Description
Fresh pesto and feta make for a bright dinner. With added chicken sausage, this meal is sure to satisfy hunger. Try using chickpeas for a vegetarian option.
Ingredients
Scale
- 10–12 oz fusilli pasta, or pasta of your choice
- 4 links chicken sausage (I used roasted garlic chicken sausage)
- 1/2 cup crumbled feta cheese
For the almond-parsley pesto:
- 1 cup slivered almonds
- 2 cups parsley leaves, loosely packed
- 1/4 cup Parmesan cheese
- zest of 1 lemon
- 1/2 tsp salt
- juice of 1/2 lemon
- 1/4 cup olive oil
Instructions
- Bring large pot of water to boil.
- Add pasta and 1 tbsp salt and cook according to package.
- Once cooked, save 1/2 cup of pasta water and drain the pasta.
- While pasta is cooking, cook the chicken sausages in separate skillet over medium-high heat, according to package, until cooked. Mine took about 8 minutes.

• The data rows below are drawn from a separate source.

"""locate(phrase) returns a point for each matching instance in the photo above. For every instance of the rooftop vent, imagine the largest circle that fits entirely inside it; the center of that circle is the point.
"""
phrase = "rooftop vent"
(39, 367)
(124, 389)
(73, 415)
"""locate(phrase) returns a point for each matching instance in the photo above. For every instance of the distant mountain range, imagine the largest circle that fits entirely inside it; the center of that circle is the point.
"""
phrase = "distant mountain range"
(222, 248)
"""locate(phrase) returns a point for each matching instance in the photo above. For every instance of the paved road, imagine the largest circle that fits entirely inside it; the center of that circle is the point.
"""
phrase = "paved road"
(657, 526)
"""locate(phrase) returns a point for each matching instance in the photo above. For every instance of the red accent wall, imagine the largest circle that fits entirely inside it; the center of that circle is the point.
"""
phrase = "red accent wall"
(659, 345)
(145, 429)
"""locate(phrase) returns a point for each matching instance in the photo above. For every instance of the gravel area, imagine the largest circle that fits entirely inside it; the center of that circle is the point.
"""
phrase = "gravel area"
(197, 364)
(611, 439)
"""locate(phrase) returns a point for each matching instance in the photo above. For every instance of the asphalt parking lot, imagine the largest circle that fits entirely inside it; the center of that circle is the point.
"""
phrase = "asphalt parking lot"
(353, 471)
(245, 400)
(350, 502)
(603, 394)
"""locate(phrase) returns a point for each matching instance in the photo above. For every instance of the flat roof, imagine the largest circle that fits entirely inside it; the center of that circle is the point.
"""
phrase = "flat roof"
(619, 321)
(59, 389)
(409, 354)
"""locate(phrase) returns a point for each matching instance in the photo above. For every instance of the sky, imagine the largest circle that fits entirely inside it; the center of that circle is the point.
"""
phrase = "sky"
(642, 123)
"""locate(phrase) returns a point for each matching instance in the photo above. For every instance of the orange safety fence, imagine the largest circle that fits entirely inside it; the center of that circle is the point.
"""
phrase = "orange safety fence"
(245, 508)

- While pasta and sausage are cooking, you can also make the pesto.
- Make the pesto by adding almonds, parsley, Parmesan cheese, lemon zest, and salt to food processor.
- Pulse until very finely chopped.
- Add lemon juice and olive oil and pulse until well combined. You may have to scrape down the edges a couple of times to make sure the olive oil is evenly distributed.
- Once pasta and sausage are cooked, combine them in large pot.
- Add 1/3-1/2 cup of pesto and 2 tbsp of pasta water.
- Stir to combine well. Add more pasta water, 1 tablespoon at a time, as needed. I added about 1/4 cup total just to moisten it a bit.
- Serve into pasta bowls and top with crumbled feta.